Not that the new modernism is exactly what it was in the middle of the last century. Contemporary modernists are wont to put inventive, individual artistic spins on what they've inherited from the past, for example – as indeed they should. The results of these moves that I've encountered are often fresh and vigorous, and they give new legs to important cultural ideas of yesteryear.

But close, careful adherence to the classic gestures of the glass-box masters can still produce important homes with the impressive timelessness, openness and freedom from historical ornament that the mid-century modernists advocated. A couple of weeks ago, I visited a recent house of the no-nonsense kind I'm talking about here – not in Toronto, where something like this would hardly be unusual, but in the posh, stodgy suburb of Oakville, where taste in new luxury homes runs to the timidly fanciful and old-fashioned.

There is definitely nothing timid about this building. Crafted for a couple with two teenaged sons by Toronto designer Guido Costantino, the 5,300-square-foot, two-storey urban villa is composed of bold oblong volumes with walls of floor-to-ceiling glass in black aluminum frames, dark grey brick and sheets of black anodized aluminum. The house turns a stern face to the street, with strong, long horizontal shapes that insist on the earth-bound character of the composition and large expanses of frosted and clear glass that conceal more than they reveal.

Interestingly, there is no obvious front door. Approaching the streetside façade by way of the wide concrete slabs that separate it from the lawn, the visitor realizes only at the last minute that there is in fact a passageway through the glass wall into the interior, created when one of the tall, translucent panels swings open. The entrance was always a problem for the residential modernists, since defining it firmly meant disturbing the abstract perfection of the formal structure. Mr. Costantino has resolved this issue by eliminating the traditional front door altogether, thereby keeping the exterior rhyming of glass, brick and metal just about as pure and simple as it's possible to be.

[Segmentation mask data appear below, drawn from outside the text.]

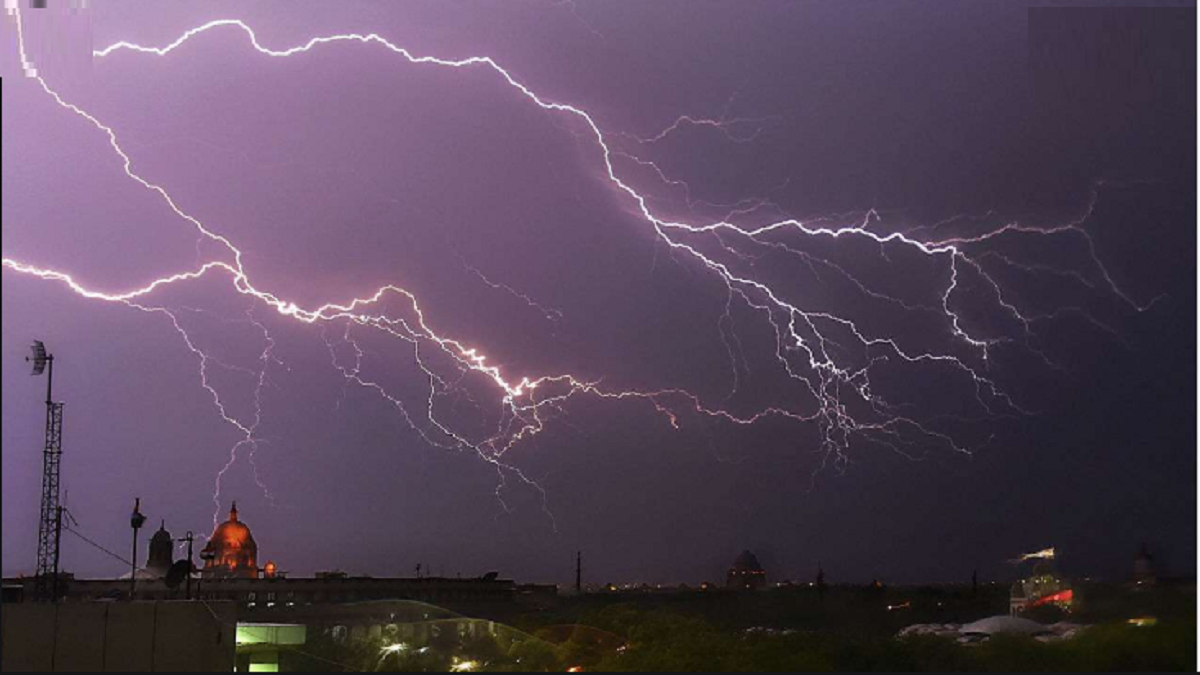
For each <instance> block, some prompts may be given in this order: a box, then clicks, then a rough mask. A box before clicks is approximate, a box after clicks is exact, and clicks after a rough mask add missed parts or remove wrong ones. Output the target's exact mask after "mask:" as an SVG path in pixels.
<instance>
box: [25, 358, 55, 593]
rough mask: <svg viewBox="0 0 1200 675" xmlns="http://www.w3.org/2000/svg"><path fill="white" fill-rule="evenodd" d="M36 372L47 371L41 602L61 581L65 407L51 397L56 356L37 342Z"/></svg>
mask: <svg viewBox="0 0 1200 675" xmlns="http://www.w3.org/2000/svg"><path fill="white" fill-rule="evenodd" d="M30 350H31V351H32V356H31V357H25V360H26V362H32V364H34V370H32V372H30V375H41V374H42V372H46V446H44V447H43V449H42V509H41V519H40V520H38V525H37V577H36V586H35V589H36V596H37V597H38V598H40V599H50V601H53V602H56V601H58V598H56V597H55V596H56V592H58V578H59V536H58V533H59V527H60V525H61V518H62V515H61V509H60V506H61V504H59V476H60V471H59V468H60V464H61V460H62V404H60V402H55V401H54V399H53V398H52V392H53V387H54V354H50V353H47V351H46V345H44V344H43V342H42V341H41V340H34V344H32V345H31V346H30Z"/></svg>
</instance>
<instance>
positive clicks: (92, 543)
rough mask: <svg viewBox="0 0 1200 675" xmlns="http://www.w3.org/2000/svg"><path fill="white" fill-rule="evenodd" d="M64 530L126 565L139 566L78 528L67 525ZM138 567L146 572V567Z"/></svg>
mask: <svg viewBox="0 0 1200 675" xmlns="http://www.w3.org/2000/svg"><path fill="white" fill-rule="evenodd" d="M64 530H66V531H67V532H71V533H72V534H74V536H76V537H79V538H80V539H83V540H84V543H86V544H89V545H91V546H92V548H95V549H98V550H101V551H103V552H106V554H108V555H110V556H112V557H114V558H116V560H119V561H121V562H122V563H125V565H128V566H130V567H137V566H134V565H133V563H131V562H130V561H128V560H126V558H124V557H121V556H120V555H118V554H114V552H113V551H110V550H108V549H106V548H104V546H102V545H100V544H97V543H96V542H94V540H91V539H89V538H88V537H85V536H84V534H83V533H80V532H79V531H78V530H76V528H73V527H70V526H67V527H64ZM137 569H139V571H142V572H145V569H144V568H142V567H138V568H137Z"/></svg>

This determination to keep things plain extends into the internal spaces of the house. One slips past the frosted panel at the front not into a foyer, but into an open territory from which the various unwalled interior places extend. To the left is the dining area and kitchen, and to the right, down a step, is the conversation zone (which would be the living room if it were separated in some definite way from what lies outside it.) Straight ahead is a carefully constructed vista that carries the eye straight along the polished concrete floor, through the glass wall at the rear, and out to the swimming pool in the back garden. Mr. Costantino's attention to linking inside and outside, and his use of high glass walls to make that linkage happen, are among the features of this house that clearly reveal its modernist pedigree.

They aren't the only ones. Along with formal strictness and great transparency, the monochromatic colour scheme throughout – white interior walls, black trim, floors clad in grey concrete or bleached maple – also recall the aesthetic priorities of the modern movement. Some contemporary designers in the modernist tradition might have added a few dashes of colour, or gathered the open spatial flow into discrete nodes, just to give each area within the scheme a little special character.

But not Mr. Costantino. He has preferred to obey his muses – especially Mies – to the letter, and the outcome is this spacious, graceful and austere Oakville house. It's a credible tribute to venerable ideas that continue to inspire good residential design in a cultural moment that, in most respects, is very different from the Cold War epoch in which architectural modernism triumphed.